La mise en œuvre de la Convention ne peut pas être parachevée si ces articles ne sont pas appliqués, a renchéri le représentant de l’Alliance internationale des handicapés (IDA). Il a rappelé les propositions pertinentes du Président de l’IDA qui visent à convoquer des groupes de travail pour des discussions intercessions et à créer un fonds des Nations Unies pour faciliter l’application de la Convention.
Faisant part de l’expérience d’organisations non gouvernementales en Israël, la représentante du Centre israélien des personnes handicapées a expliqué que ces organisations ont pu assister des personnes handicapées au cours de procédures judiciaires. Il faut comprendre la difficulté que rencontrent les personnes handicapées mentales lorsqu’elles doivent faire face à leur agresseur et aux juges qui utilisent un vocabulaire difficile à comprendre, a-t-elle fait remarquer. Elle a invité les gouvernements à réaliser le nombre élevé de personnes handicapées parmi les victimes de crimes et infractions pénales. Nous accompagnons les personnes handicapées dans les salles d’audiences et nous agissons aussi en aval sur la rédaction des lois, a encore expliqué la représentante. Elle a parlé d’une loi de 2005 qui prévoit que les enquêteurs soient formés notamment en psychologie. Nous avons aussi amélioré les modes de communication pour que les dépositions soient recevables, a-t-elle indiqué.
De son côté, la représentante de l’organisation « Inclusion International » s’est dite encouragée par le sérieux avec lequel ces questions sont examinées, mais elle a averti du danger des réformes de la tutelle dans certains pays qui ne font qu’utiliser un substitut de décision sous une autre étiquette. Des personnes handicapées peuvent prendre des décisions avec un accompagnement officieux, tandis que d’autres ont besoin d’un accompagnement plus officiel, a-t-elle remarqué, avant de s’interroger sur les critères retenus pour décider de la désignation d’un tuteur.

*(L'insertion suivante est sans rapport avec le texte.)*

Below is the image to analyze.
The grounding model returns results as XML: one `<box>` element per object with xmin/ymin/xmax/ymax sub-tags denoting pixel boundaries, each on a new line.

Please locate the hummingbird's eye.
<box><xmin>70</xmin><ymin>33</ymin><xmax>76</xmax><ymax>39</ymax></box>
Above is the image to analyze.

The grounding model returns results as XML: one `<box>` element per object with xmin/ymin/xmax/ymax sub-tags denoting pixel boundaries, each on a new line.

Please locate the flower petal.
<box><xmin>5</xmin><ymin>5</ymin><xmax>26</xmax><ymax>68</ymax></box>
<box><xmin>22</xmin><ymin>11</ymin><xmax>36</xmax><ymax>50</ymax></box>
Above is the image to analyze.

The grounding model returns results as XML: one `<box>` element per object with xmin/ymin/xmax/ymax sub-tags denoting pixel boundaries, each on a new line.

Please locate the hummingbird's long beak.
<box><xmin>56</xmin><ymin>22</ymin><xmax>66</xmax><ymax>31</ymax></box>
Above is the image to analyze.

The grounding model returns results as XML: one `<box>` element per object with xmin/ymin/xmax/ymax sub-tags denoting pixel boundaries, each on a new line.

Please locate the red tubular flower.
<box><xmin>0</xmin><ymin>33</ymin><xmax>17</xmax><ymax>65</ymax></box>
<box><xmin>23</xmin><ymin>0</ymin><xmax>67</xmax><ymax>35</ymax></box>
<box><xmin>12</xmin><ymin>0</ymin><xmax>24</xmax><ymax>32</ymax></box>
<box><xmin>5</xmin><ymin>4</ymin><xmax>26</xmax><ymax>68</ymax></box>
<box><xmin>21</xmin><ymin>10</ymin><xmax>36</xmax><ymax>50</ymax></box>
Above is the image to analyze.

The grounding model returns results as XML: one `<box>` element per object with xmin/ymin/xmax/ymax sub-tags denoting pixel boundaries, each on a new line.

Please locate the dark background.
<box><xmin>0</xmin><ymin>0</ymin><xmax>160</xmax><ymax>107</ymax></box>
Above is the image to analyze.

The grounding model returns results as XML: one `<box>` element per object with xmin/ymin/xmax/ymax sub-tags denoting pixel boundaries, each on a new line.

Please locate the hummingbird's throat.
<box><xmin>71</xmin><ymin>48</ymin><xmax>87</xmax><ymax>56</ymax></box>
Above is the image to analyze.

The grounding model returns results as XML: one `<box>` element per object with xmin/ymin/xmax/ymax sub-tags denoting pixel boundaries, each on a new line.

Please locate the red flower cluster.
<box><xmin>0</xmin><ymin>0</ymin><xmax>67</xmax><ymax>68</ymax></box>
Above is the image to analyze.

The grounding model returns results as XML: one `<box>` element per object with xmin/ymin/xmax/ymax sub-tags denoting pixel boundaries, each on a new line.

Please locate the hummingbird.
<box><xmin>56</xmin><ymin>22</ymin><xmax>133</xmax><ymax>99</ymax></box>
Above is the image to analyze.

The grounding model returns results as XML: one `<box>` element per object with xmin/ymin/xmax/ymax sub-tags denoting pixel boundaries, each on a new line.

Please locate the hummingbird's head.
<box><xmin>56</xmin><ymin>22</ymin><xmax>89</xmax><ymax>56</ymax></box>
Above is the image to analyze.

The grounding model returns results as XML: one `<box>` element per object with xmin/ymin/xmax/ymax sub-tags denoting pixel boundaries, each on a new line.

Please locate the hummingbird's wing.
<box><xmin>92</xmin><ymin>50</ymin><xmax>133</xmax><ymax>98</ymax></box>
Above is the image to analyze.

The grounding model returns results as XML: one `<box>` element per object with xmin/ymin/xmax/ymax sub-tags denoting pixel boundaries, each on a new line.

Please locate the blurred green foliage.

Le représentant de la Nouvelle-Zélande, qui coprésidait la table ronde, a reconnu que la négociation de la Convention avait été plus facile que sa mise en œuvre. S’il est vrai que l’application d’un texte international requiert souvent l’adoption d’amendements aux lois existantes, il ne faut pas oublier avant tout de suivre le bon sens, a-t-il relevé. Pourquoi un juge a-t-il besoin d’une loi pour décider qu’il faut désigner une personne pour aider un témoin ou un demandeur handicapé à s’exprimer? s’est-il demandé. Selon l’article 13 de la Convention, des règles doivent être établies pour déterminer la validité de la déposition d’une personne handicapée, a-t-il rappelé. Les systèmes judiciaires ont trouvé le moyen de nommer des juges handicapés, et ces mêmes tribunaux ne peuvent pas ignorer les besoins de témoins ou de plaignants handicapés, a-t-il conclu.